L’assurda pretesa dell’Anpi sul Brasile: il governo doveva fare i nomi dei responsabili
«Colpisce che i facinorosi si dichiarino “patrioti’, come è nel linguaggio degli eredi del fascismo, che operino con metodi squadristici: la violenza e la devastazione», ha commentato il presidente Gianfranco Pagliarulo, aggiungendo subito dopo che «le istituzioni italiane si devono pronunciare con la massima chiarezza nominando i responsabili di questo violentissimo attacco alla democrazia». Ora, dove voglia andare a parare il ragionamento è intuitivo e già così se ne percepisce l’estrema forzatura. Ma è l’analisi dei tempi a dare la misura esatta di quanto sia assurdo.
La tempistica delle condanne
La dichiarazione di Pagliarulo è stata battuta dall’agenzia di stampa Adnkronos alle 10.30 di stamattina. Il primo intervento del premier è stato intorno alle 22.30 di ieri, dunque 12 ore prima, con il rilancio di un tweet del ministro degli Esteri Antonio Tajani. «Sto seguendo con preoccupazione quanto sta accadendo in Brasile. Ogni atto di violenza contro le istituzioni democratiche deve essere condannato con grande fermezza. I risultati elettorali vanno sempre e comunque rispettati», vi si legge. Successivamente, intorno a mezzanotte, il premier ha pubblicato un altro post nel quale ha scritto che «quanto accade in Brasile non può lasciarci indifferenti. Le immagini dell’irruzione nelle sedi istituzionali sono inaccettabili e incompatibili con qualsiasi forma di dissenso democratico. È urgente un ritorno alla normalità ed esprimiamo solidarietà alle Istituzioni brasiliane».

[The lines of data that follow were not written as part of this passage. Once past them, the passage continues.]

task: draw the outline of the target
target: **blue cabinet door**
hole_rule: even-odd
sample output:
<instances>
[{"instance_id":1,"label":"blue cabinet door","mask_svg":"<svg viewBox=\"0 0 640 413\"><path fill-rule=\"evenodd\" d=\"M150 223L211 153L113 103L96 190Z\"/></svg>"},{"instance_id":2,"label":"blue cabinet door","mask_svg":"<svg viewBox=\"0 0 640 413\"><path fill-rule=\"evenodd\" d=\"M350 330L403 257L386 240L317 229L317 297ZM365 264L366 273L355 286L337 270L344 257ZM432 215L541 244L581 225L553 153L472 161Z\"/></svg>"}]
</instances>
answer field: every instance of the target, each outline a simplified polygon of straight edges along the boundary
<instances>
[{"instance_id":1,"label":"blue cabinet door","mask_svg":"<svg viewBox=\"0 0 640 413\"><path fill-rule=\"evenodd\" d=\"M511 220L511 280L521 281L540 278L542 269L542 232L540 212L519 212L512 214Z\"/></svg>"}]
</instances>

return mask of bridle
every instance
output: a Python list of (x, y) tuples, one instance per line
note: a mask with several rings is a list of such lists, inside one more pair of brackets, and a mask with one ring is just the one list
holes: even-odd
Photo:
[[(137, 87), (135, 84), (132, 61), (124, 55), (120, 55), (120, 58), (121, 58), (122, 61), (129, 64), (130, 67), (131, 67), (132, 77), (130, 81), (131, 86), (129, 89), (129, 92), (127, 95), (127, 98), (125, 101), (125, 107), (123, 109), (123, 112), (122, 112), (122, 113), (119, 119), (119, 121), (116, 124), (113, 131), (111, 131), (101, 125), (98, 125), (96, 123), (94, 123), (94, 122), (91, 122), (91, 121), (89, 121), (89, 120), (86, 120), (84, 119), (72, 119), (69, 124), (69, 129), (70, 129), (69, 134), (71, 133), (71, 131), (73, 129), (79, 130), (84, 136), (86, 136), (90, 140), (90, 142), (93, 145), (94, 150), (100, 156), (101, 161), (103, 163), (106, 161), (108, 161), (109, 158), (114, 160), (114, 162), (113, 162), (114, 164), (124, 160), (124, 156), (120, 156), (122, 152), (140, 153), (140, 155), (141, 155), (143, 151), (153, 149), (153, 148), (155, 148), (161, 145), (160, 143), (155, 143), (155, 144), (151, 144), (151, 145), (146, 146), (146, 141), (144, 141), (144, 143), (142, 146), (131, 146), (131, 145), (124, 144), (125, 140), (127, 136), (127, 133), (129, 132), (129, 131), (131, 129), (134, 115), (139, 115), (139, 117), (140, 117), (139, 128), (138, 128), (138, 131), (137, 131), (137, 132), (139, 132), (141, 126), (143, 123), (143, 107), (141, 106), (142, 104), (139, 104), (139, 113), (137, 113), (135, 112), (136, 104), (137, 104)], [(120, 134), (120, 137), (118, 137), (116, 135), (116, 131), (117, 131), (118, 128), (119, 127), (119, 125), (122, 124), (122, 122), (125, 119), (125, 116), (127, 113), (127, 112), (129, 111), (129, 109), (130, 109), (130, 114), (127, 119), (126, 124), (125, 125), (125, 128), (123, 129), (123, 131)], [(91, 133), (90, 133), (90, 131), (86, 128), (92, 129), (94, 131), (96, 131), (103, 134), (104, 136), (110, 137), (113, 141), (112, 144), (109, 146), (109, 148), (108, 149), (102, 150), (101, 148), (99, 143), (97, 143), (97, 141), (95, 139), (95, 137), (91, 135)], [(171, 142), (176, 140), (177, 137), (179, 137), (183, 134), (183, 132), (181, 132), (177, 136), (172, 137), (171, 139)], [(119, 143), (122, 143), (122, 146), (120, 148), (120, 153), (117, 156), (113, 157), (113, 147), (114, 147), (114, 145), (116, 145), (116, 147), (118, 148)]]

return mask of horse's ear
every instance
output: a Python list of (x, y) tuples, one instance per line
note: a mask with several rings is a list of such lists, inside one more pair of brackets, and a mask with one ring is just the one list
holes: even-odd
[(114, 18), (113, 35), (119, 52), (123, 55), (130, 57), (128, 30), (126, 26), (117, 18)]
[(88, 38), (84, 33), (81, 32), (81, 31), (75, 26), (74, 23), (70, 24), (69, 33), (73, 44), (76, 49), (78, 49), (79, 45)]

La presa di distanza di Bolsonaro
Dunque, una netta condanna, pur in una situazione che era in evoluzione e della quale tutti stavano cercando di capire i contorni. Ma per l’Anpi non basta, bisognare fare i nomi. Ma i nomi di chi? Stamattina lo stesso Bolsonaro, dal suo ritiro americano, ha condannato l’accaduto, rifiutando al contempo «le accuse, senza prove, che l’attuale capo dell’Esecutivo del Brasile mi ha attribuito». Le dichiarazioni – che comunque la si pensi non si possono non registrare – sono state battute alle 7.40, dunque circa tre ore prima di quella dell’Anpi, che però ha ugualmente sostenuto che le istituzioni italiani, mentre i fatti erano ancora in corso, avrebbero dovuto scovare e additare un colpevole, con tanto di nome e cognome. Un compito che, va da sé, non spetta alle istituzioni di un Paese straniero.
Sul Brasile pure a Omnibus tutti con l’orologio in mano
Uno schema simile è andato in scena stamattina a Omnibus, dove in studio è stato lamentato che la dichiarazione di Meloni sarebbe arrivata in ritardo rispetto a quella di Tajani (per altro, si diceva, immediatamente rilanciata dal premier). «La notizia vera è che abbiamo un premier sempre sul pezzo, che lavora anche di domenica a mezzanotte», ha replicato un perplesso Federico Mollicone, al quale non è rimasto che arrendersi, allargando le braccia, quando Raffaella Paita di Italia Viva ha recriminato sul fatto che mancasse un tweet di Matteo Salvini, nonostante intorno alle 23 fosse arrivata la condanna della Lega, della quale, a beneficio dei deboli di memoria, Salvini è e resta il segretario.